1166. Opa fehlen seine Falten

Opa fehlen seine Falten

Patty saß im Wohnzimmer auf dem Sofa und hatte die Stirn in Falten gelegt. Schon seit einer gefühlten Ewigkeit hatte sie einen Zeichenblock vor sich liegen und versuchte, ein Portrait von Opa zu zeichnen. Normalerweise gelangen ihr ihre Bilder wirklich gut. Sie übte ständig und fleißig. Aber mit Gesichtern tat sie sich einfach schwer.
»Ach, verdammt. So langsam verliere ich echt die Lust. Das funktioniert einfach nicht, wie ich mir das vorstelle.«
Patty ließ die Bleistift fallen und verschränkte die Arme vor der Brust.
»Schaut doch gar nicht so schlecht aus.«, lobte Oma. »Ich finde, du hast ihn gut getroffen.

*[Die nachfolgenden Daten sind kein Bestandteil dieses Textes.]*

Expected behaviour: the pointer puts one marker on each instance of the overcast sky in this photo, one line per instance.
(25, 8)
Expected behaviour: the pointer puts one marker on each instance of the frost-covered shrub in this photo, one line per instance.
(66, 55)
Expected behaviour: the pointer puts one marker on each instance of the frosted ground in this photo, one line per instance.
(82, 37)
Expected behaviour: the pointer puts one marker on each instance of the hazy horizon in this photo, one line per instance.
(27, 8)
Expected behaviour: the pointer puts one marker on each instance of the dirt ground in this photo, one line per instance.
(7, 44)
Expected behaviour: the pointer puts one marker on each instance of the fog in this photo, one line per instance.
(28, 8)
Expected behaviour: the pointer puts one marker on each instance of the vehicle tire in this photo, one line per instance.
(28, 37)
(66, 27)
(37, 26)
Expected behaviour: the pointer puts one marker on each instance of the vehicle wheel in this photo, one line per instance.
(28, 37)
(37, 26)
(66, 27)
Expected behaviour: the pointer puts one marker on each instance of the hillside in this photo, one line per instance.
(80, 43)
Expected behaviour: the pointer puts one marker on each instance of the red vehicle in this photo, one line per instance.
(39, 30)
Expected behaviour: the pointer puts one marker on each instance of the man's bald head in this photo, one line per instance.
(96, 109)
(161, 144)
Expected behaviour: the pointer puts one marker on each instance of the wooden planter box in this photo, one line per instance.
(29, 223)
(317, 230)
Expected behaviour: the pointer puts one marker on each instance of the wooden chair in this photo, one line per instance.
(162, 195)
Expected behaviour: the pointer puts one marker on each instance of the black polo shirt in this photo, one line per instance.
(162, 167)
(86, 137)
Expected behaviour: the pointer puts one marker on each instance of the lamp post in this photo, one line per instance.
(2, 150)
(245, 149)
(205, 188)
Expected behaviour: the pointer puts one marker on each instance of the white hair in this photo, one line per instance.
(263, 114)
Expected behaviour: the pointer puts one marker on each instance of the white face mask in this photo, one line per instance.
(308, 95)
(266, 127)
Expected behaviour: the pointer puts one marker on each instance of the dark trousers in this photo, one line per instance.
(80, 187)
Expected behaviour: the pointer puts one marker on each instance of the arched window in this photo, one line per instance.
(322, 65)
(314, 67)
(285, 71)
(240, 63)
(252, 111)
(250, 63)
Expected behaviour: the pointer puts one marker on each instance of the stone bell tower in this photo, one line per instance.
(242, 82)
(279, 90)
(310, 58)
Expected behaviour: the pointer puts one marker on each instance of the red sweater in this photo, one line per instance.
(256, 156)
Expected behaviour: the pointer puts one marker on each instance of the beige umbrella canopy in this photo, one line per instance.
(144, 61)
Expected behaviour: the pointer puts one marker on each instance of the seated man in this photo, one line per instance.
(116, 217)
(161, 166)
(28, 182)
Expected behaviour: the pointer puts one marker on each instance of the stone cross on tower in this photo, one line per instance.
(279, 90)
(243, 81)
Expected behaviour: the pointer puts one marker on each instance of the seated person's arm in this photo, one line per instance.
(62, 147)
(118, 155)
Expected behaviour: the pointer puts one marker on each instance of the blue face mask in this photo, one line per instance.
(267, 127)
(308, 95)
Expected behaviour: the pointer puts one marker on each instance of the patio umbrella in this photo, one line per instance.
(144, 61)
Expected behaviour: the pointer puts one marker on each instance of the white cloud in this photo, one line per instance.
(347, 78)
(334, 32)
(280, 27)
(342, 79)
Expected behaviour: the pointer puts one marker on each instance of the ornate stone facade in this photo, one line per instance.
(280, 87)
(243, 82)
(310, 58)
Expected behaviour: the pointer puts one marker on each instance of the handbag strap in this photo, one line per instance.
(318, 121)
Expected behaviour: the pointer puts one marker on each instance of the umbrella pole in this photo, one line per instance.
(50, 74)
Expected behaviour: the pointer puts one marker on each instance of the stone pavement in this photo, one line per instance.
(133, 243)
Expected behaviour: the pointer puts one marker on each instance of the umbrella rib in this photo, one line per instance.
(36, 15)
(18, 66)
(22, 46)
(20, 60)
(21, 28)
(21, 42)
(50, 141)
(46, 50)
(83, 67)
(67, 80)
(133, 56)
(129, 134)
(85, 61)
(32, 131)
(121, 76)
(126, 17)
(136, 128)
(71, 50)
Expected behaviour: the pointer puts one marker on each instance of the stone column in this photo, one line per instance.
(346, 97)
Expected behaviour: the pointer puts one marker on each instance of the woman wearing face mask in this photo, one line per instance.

Es sieht ihm sehr ähnlich.«
Sie holte ein altes Fotoalbum aus dem Schrank und blätterte eine Weile darin herum. »Schau dir mal dieses Foto an. Das war Opa als junger Mann. Du hast ihn wirklich gut getroffen.«
Paula seufzte. »Aber genau das ist das Problem. Opa hat Falten im Gesicht. Die bekomme ich nicht gut genug hin, dass sie echt aussehen. Sie wirken auf mich wie wildes Gekritzel.«
Sie packte ihre Sachen zusammen und stand auf. »Ich werde eine Weile in mein Zimmer gehen. Vielleicht verschwindet dann mein Frust und ich kann weiter zeichnen.«
Sie setzte sich an ihren Schreibtisch, nahm den Bleistift erneut zur Hand und hatte auch ihren Radiergummi fest im Blick. Wieder war sie nicht zufrieden mit den Falten.
»Mist! Ich sollte keine alten Leute zeichnen. Dabei kommt nichts Gescheites heraus.«
Ein lautes »Haha« erklang von Draußen.
»Hey, niemand lacht mich aus.«, beschwerte sich Patty. »Auch wenn es gerade nicht klappt, ich gebe mir sehr viel Mühe. Das muss jeder anerkennen.«
Und wieder hörte sie ein »Haha.«
Wütend riss sie ihre Zeichnung vom Block, knüllte sie zusammen und warf die Papierkugel gegen das Fenster. Dann stand sie auf und warf einen Blick nach draußen. Wieder war da dieses laute »Haha«. Und dann sah Patty, von wem es stammte. Auf dem Hausdach gegenüber saß eine Krähe, die laut krächzte, was sich verdächtig nach einem gehässigen Lachen anhörte.
Patty stöhnte genervt. Wegen diesem blöden Vieh hatte sie ihr Bild ruiniert. Sie hob es auf, faltete es vorsichtig auseinander und versuchte, es auf dem Schreibtisch wieder zu glätten. Da begann sie zu grinsen. Die Knitterfalten hatten die Zeichnung perfektioniert. Opa sah nun aus, wie er sollte. Patty musste die Linien nur noch nachzeichnen.
»Kunst findet immer einen Weg.«, sagte sie zu sich selbst.